Analyzing WordPress Hook Usage with Azure Data Lake

2017-06-14

WordPress provides a large number of hooks that allow plugins to extend and modify its behavior. A few months ago, I was curious about which of these hooks are popular, and which of them are hardly ever used. I was also looking for an excuse to give Microsoft’s Data Lake Analytics a spin. U-SQL looked especially attractive as it brought back fond memories of petabyte-scale data crunching at Bing.

With that in mind, I set out to build some tools that would calculate the usage of WordPress’s hooks. Breaking that up into smaller steps, I came up with:

Crawl all published plugins on WordPress.org
Extract which hooks are used by each plugin
Extract a list of WordPress hooks
For each WordPress hook, calculate its usage

On the technical side, I set the following goals for this project:

The code should be developed in C# and U-SQL
The project should use .NET Core so that it’s cross-platform (Windows, Linux, Mac)
The project should be usable in Visual Studio, VS Code or from the command line

In this article I talk about the approach and algorithms in general. For the nitty-gritty details, you can check out the source code here: https://github.com/nabsul/WordPressPluginAnalytics.

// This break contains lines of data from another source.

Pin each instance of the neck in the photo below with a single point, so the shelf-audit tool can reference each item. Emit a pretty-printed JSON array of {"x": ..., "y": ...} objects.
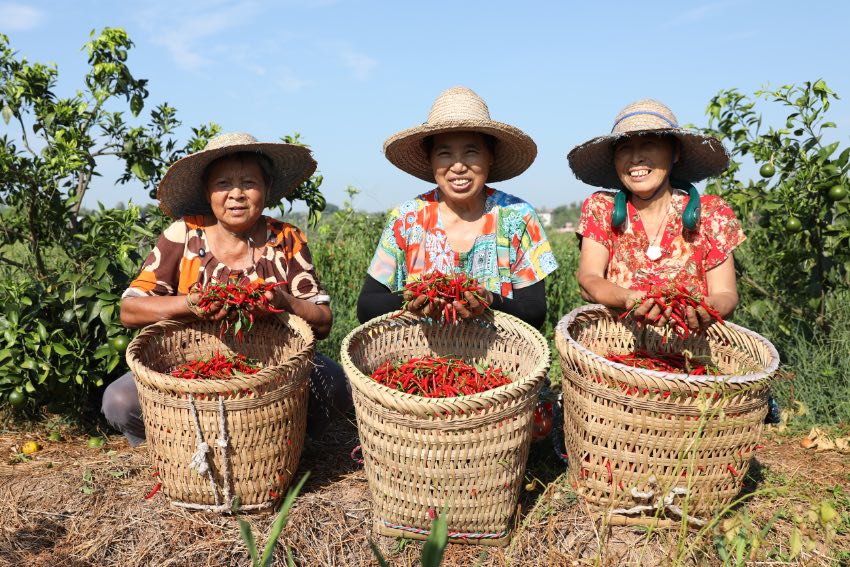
[
  {"x": 468, "y": 209},
  {"x": 658, "y": 202}
]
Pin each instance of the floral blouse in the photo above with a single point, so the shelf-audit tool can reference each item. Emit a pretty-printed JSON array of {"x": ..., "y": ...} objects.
[
  {"x": 181, "y": 257},
  {"x": 686, "y": 255},
  {"x": 511, "y": 253}
]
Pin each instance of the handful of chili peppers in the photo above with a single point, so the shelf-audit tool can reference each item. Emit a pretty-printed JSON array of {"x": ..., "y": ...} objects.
[
  {"x": 679, "y": 298},
  {"x": 448, "y": 287},
  {"x": 241, "y": 298},
  {"x": 439, "y": 377},
  {"x": 217, "y": 367},
  {"x": 676, "y": 363}
]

See the README.md file for instructions on building and running the code.

Crawling for Plugins

I decided to crawl the WordPress.org plugins directory to extract a list of all the plugins. All of the plugins can also be accessed from a common SVN repository, but with different branches and tag folders, I felt that would be slightly more tedious than crawling the html pages to extract the official link to each zip file. The HtmlAgilityPack library makes parsing HTML and extracting information very easy. I use it to parse each page of plugins for the links to each individual plugin page, and then I parsed each plugin page for the zip file URL.

Once I have the zip file URL, I uploaded it to Azure Blob Storage. I considered skipping this and working directly with the data from WordPress.org, but I felt this approach allowed me to have a stable snapshot of the original data to experiment on without repeatedly hitting wordpress.org for the same data.

Running the process sequentially takes nearly 5 hours from a Digital Ocean droplet, but about 90% of that time is just waiting on I/O. Therefore, adding some parallelism to this process made a lot sense. This was done very simply by fetching all 12 plugins per page in parallel. This brought the run time down to just over an hour.

Extracting Data

Now that I have my raw data, the next step is to extract useful information out of it. I used System.IO.Compression.ZipArchive to iterate over each PHP file in the zip file. I then considered writing my own code to parse each PHP file, but quickly gave up on the idea when I realized how complicated that would get. So I looked around and found Devsense.Php.Parser. Using this library, I was able to work directly on tokenized data and avoided all the hassle of parsing text myself.

With that library, I extracted each hook usage and creation in the PHP files. I only count instances where the hook name is a constant string, since it would be impossible to predict the hook name for code like add_action( "updated_$myvar", ...).

The final result needed to be in a format that can be easily analyzed with U-SQL and Azure Data Lake Analytics. U-SQL comes with built in TSV extractors, so if you upload your raw data in that format, you don’t need custom C# code to process it. Data Lake Analytics can automatically uncompress gzipped files, which is great since my TSV files compress to about 10% of their uncompressed size.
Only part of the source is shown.